The reason for not doing so is that I did not have the time. Between trading stocks, trading forex, publishing a newsletter to my subscriber base, and otherwise managing non-market related investments, my time is stretched very thin.
I do not use fundamentals to trade forex, purely technicals. So I never usually discuss "the economics" behind a move. Why currencies go up when they do or go down when they do is for the most part anyones guess and really of no importance with respect to my trading system.
My forex system is completely mechanical. Based on my proprietary technical indicators, the system tells me when a currency pair is going to move and in what direction and I trade the move. It's that simple. I don't try to interpret how Bernanke's late night at the club will affect the US dollar or how Germany's unemployment rate will affect the Euro. I just trade what I see.

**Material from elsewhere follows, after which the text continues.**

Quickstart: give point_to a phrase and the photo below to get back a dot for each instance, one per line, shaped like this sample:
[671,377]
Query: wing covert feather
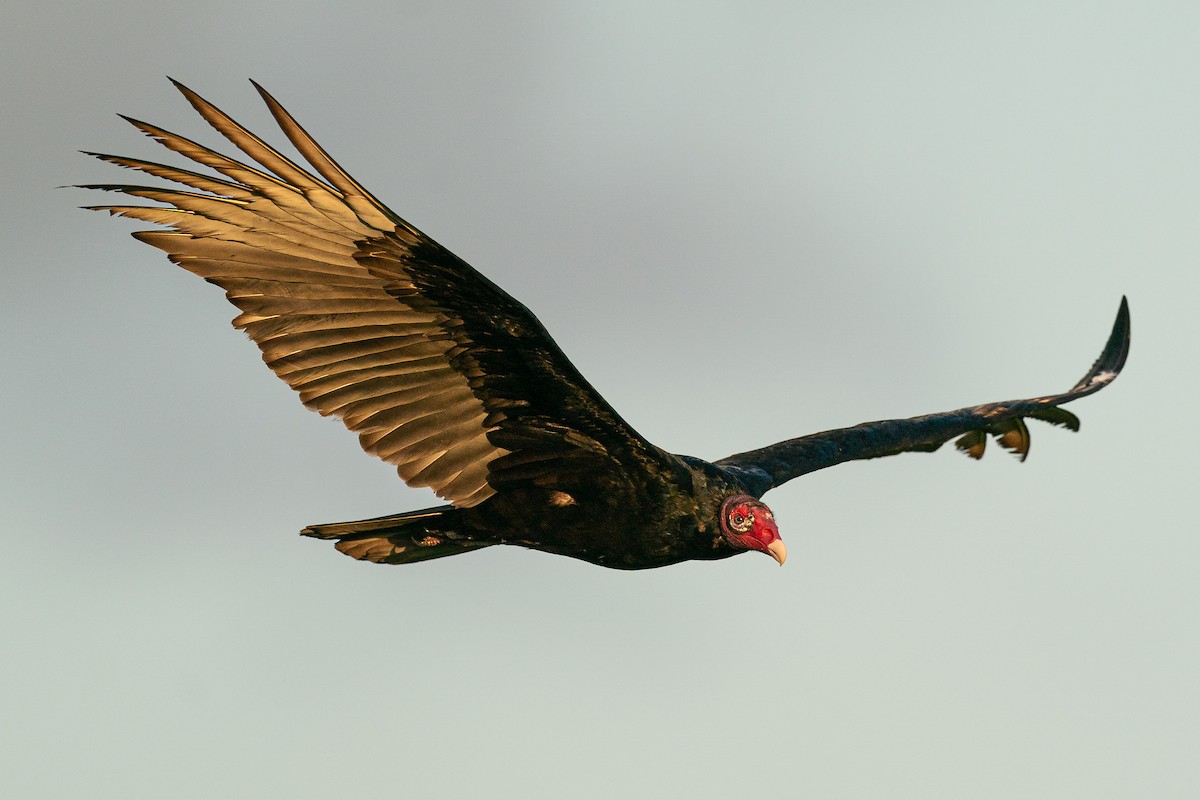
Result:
[436,368]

On the subject of PEIX, we will have to agree to disagree. You do not see the maverick in my strategies simply because you cannot. Just like one cannot see the trees from the forest. Some of the greatest trades of all time were the ones which were most obscure. The ones which only a very small few saw and acted on. Further, the act of profiting from inefficiencies in markets and spreads that you mention is called "arbitrage", which I do not do.

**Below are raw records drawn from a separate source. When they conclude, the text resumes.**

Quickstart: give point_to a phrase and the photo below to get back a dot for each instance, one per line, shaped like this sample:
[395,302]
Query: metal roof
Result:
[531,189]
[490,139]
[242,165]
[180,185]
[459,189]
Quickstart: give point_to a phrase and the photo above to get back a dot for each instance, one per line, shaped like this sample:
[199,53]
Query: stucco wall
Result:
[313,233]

As for the contradiction you see in my actions, this is a case of perception not reality. When markets started selling off 2 weeks ago, I set stop losses on ALL my MG positions. As markets declined those 15 or so positions were triggered one by one, some for gains, some for small losses. Because of PEIX's strength, it was the second to last one to get sold and only today. The only other long stock position I had was sold today by me at market because I decided not to wait to get taken out by the stop. Now, the only long I have I believe is DGP (an ETF), 4 other positions are short ETFs.

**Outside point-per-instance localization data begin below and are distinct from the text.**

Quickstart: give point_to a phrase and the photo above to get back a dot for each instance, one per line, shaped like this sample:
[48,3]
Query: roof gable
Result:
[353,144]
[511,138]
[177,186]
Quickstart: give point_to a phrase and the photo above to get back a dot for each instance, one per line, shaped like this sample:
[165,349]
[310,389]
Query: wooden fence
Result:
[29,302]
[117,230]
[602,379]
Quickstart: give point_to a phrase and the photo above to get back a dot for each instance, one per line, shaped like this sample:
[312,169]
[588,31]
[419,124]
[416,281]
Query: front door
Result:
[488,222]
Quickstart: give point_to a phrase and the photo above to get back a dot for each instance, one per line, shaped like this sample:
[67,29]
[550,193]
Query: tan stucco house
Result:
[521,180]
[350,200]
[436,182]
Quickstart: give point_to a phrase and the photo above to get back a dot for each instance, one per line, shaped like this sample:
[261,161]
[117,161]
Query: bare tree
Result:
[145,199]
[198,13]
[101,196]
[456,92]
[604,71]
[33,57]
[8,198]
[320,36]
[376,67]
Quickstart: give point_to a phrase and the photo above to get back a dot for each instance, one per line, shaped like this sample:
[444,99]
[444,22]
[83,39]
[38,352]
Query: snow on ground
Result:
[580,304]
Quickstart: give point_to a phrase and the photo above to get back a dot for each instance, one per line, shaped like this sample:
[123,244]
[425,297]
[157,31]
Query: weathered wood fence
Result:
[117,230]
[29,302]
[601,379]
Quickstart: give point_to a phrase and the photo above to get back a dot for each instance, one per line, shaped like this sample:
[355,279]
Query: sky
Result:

None of those 15 stocks that were in my MG portfolio 2 weeks ago were meant to be quick trades. But I made a decision not to let the portfolio get completely taken into the red with the sell-off. Whether I made the right decision is left to be seen.
Like I said before, I still own PEIX in a real brokerage account, because I believe in the long-term prospects of the company. Will I keep it long-term, maybe, maybe not, it depends. If it slides much lower I may sell it tomorrow, figuring I can buy it back even lower still. If it explodes next week for 300% I'm out too because I know it will come back down just as fast as it went up, and I can buy it back lower than my exit. Then again, I may own it a year from now if neither of those things happen and the company executes and delivers for its shareholders.
What is very important to remember, not just in trading or investing, but in life, is the CONTEXT. The context in which something is said or done, and perception vs reality.
Keep it real.
ps. You mention the Motley Fools. If you ever bothered to do any research on them you'd know that 7 out of every 10 picks they make deliver gains over the long-term.
Top 1%
maven100
Feb 02 at 9:48AM (EST)
Sounds good. Enough said on the subject. We can all benefit from sharing good ideas, especially when we can provide the framework for the conviction. Good luck tradermav.
Top 76%
tradingworld
Feb 02 at 10:14AM (EST)
Maven1100 you have good points which are well noted.
But you are quite amusing.
traderMav is an experienced trader and I truly appreciate his good and sound advice to me for my experience is only of 3 years whereas his is of 12 long years.
I always welcome anything new to learn.